DavidW comments on Deceptive Alignment is <1% Likely by Default

DavidW 21 Mar 2023 20:09 UTC
1 point
−1
Pre-trained models could conceivably have goals like predicting the next token, but they should be extremely myopic and not have situational awareness. In pre-training, a text model predicts tokens totally independently of each other, and nothing other than its performance on the next token depends directly on its output. The model makes the prediction, then that prediction is used to update the model. Otherwise, it doesn’t directly affect anything. Having a goal for something external to its next prediction could only be harmful for training performance, so it should not emerge. The one exception would be if it were already deceptively aligned, but this is a discussion of how deceptive alignment might emerge, so we are assuming that the model isn’t (yet) deceptively aligned.

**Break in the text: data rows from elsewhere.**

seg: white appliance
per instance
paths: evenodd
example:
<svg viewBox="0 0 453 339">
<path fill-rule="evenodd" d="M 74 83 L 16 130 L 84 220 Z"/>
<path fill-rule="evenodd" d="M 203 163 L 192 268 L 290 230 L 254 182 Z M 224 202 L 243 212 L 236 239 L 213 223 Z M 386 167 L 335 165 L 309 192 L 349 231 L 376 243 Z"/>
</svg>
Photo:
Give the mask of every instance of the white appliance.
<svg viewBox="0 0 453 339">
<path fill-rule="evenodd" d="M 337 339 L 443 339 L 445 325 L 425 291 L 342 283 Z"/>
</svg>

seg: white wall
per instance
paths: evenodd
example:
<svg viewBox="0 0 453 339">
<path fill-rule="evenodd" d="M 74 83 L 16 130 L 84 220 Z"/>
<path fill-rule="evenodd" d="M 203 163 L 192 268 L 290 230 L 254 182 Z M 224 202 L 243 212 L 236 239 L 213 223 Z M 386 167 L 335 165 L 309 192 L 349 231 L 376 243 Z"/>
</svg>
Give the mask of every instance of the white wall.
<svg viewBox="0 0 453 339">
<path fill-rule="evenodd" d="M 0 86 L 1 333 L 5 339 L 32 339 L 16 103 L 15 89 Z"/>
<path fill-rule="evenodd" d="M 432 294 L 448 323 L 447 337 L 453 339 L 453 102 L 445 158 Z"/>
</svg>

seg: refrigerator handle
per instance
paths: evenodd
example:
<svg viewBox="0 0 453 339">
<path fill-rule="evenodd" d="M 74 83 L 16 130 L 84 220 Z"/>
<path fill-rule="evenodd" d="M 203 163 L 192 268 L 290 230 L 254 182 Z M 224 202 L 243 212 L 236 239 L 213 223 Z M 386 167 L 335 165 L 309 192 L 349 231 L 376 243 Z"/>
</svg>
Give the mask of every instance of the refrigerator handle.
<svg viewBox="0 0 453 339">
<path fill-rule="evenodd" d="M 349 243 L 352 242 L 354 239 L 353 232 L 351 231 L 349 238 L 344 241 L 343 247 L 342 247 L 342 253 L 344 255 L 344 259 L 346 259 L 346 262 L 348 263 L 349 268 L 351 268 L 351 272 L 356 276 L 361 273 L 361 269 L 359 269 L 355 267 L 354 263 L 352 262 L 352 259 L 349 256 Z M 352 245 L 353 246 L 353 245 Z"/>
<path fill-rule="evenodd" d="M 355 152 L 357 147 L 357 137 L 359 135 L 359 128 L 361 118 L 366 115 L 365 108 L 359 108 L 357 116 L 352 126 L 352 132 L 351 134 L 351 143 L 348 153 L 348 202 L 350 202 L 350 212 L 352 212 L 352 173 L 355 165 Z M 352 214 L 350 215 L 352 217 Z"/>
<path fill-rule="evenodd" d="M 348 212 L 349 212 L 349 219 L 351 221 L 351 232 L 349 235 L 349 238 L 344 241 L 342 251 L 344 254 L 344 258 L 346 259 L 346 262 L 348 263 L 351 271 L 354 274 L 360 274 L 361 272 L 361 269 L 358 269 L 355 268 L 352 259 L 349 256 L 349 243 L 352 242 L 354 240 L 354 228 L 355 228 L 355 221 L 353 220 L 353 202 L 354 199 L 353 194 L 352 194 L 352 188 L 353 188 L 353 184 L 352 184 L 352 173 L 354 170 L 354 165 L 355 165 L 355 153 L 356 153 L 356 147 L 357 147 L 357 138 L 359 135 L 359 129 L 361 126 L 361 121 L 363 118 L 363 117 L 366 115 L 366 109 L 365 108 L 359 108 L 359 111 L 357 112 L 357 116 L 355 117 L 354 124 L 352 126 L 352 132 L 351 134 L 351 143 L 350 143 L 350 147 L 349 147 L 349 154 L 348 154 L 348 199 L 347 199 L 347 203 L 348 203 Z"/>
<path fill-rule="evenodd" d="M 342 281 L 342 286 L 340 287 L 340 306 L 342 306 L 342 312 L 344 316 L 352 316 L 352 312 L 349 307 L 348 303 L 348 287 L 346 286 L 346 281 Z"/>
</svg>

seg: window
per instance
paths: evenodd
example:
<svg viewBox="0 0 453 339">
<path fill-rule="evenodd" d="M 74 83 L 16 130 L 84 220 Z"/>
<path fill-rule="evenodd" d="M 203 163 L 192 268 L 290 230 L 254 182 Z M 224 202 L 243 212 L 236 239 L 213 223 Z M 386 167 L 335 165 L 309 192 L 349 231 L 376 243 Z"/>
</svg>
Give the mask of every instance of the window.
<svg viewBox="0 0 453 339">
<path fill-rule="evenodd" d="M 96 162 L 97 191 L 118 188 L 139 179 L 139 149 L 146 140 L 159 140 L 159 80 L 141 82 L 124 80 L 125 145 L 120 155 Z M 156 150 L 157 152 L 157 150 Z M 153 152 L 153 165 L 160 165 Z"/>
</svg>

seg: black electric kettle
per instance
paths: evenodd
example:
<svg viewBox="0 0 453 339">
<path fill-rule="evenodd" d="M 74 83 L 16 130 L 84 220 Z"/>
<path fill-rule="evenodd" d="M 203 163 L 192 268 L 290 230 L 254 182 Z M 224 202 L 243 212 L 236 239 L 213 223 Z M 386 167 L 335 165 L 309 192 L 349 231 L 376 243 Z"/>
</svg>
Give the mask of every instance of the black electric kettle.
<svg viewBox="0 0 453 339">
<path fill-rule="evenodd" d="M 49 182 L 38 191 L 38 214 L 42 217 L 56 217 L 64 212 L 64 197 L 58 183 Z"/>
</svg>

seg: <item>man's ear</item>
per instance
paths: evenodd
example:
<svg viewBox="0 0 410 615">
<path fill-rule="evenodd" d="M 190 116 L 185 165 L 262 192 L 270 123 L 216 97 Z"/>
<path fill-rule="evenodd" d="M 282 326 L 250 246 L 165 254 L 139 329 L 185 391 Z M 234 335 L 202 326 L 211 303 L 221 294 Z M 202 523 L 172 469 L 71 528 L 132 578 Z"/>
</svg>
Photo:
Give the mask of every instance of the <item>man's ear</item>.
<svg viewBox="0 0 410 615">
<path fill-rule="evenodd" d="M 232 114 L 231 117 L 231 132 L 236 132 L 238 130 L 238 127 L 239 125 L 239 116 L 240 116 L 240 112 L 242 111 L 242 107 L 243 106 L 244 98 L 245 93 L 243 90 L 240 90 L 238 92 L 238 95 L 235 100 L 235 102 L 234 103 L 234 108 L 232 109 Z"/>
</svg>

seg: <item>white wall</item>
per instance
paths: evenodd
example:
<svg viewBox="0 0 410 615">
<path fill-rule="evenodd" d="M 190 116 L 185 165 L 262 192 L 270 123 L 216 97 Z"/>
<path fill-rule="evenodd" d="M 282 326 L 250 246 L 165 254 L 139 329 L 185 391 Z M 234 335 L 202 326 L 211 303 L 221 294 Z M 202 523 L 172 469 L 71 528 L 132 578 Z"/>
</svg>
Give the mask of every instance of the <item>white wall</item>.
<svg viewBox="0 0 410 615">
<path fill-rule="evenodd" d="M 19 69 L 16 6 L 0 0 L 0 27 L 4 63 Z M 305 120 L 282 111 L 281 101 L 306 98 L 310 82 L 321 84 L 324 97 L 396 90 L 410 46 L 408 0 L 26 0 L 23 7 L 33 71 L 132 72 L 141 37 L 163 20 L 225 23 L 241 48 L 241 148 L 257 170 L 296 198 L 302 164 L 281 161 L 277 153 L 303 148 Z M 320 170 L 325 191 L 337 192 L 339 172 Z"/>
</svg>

I expect pre-training to creating something like a myopic prediction goal. Accomplishing this goal effectively would require sophisticated world modeling, but there would be no mechanism for the model to learn to optimize for a real-world goal. When the training mechanism switches to reinforcement learning, the model will not be deceptively aligned, and its goals will therefore evolve. The goals acquired in pre-training won’t be dangerous and should shift when the model switches to reinforcement learning.
This model would understand consequentialism, as do non-consequentialist humans, without having a consequentialist goal.